More than 70 percent of motorists admit that they do not have their cars winterized in preparation for inclement weather, according to a survey conducted by the Car Care Council.
- Have the exhaust system checked for carbon monoxide leaks, which can be especially dangerous during cold weather driving when windows are closed.
- Motorists should keep the gas tank at least half full at all times to decrease the chances of moisture forming in the gas lines and possibly freezing.
- It’s also good to allow your car a little more time to warm up when temperatures are below freezing to let the oil in the engine and transmission circulate and get warm.
- If you’re due for a tune-up, have it done before winter sets in. Winter magnifies existing problems such as pings, hard starts, sluggish performance or rough idling.
- Make sure heaters and defrosters work properly.
- Clean, flush and put new antifreeze in the cooling system. As a general rule of thumb, this should be done every two years.
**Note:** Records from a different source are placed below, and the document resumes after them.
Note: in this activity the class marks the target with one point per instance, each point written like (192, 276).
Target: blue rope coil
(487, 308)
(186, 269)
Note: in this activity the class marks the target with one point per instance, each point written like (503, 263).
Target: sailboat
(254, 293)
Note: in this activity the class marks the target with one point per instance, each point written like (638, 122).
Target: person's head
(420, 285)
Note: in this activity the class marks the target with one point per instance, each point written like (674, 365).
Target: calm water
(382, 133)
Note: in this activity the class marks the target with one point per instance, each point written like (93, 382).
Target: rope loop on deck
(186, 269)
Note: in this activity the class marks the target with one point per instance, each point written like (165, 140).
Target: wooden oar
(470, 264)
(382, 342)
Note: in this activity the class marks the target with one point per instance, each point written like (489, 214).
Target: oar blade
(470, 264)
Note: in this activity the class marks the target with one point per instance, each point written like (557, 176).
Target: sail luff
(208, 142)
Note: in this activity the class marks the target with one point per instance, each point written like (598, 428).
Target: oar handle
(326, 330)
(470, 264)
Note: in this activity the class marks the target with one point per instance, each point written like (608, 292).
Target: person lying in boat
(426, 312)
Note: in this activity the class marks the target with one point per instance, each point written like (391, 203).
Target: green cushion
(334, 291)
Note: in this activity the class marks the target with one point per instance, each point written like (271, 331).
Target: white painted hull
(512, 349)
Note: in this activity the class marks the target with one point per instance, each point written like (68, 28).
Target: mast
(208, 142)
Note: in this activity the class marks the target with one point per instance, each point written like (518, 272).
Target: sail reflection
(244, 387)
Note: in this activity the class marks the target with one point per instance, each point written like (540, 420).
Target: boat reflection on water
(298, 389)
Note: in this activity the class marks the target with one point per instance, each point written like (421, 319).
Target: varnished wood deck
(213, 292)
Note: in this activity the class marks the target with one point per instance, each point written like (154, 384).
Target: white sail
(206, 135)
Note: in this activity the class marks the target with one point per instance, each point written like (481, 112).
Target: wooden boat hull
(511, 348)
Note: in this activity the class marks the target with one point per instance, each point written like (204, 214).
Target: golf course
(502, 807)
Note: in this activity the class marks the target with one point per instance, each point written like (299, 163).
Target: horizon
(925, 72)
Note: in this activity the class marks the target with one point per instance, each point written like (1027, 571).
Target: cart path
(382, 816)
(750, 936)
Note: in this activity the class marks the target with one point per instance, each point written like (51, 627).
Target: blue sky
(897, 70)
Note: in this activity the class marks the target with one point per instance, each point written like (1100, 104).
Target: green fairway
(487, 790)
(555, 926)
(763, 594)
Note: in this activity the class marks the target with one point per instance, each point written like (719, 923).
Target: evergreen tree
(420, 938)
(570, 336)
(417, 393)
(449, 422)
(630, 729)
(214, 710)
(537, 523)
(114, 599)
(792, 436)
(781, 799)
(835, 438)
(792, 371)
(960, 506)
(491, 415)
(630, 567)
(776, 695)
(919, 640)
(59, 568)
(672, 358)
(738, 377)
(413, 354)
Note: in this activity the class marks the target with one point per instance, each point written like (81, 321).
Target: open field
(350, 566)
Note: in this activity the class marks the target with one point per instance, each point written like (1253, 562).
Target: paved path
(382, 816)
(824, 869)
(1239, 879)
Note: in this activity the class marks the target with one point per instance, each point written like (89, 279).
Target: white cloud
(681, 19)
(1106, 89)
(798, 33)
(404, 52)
- For antifreeze, the owner’s manual will have usage specifications but the mixture of antifreeze (coolant) and water inside your vehicle’s radiator is typically 50:50. As a reminder, don’t make the mistake of adding 100 percent antifreeze as full-strength antifreeze actually has a lower freeze point than when mixed with water.
- Very cold temperatures will reduce a vehicle’s battery power so it’s important to keep the connections clean, tight and corrosion-free. Unfortunately, batteries don’t always give warning signs before they fail completely. If your vehicle’s battery is three years old or more, it’s wise to replace it.
- Have the brakes checked. This braking system is the vehicle’s most important safety item.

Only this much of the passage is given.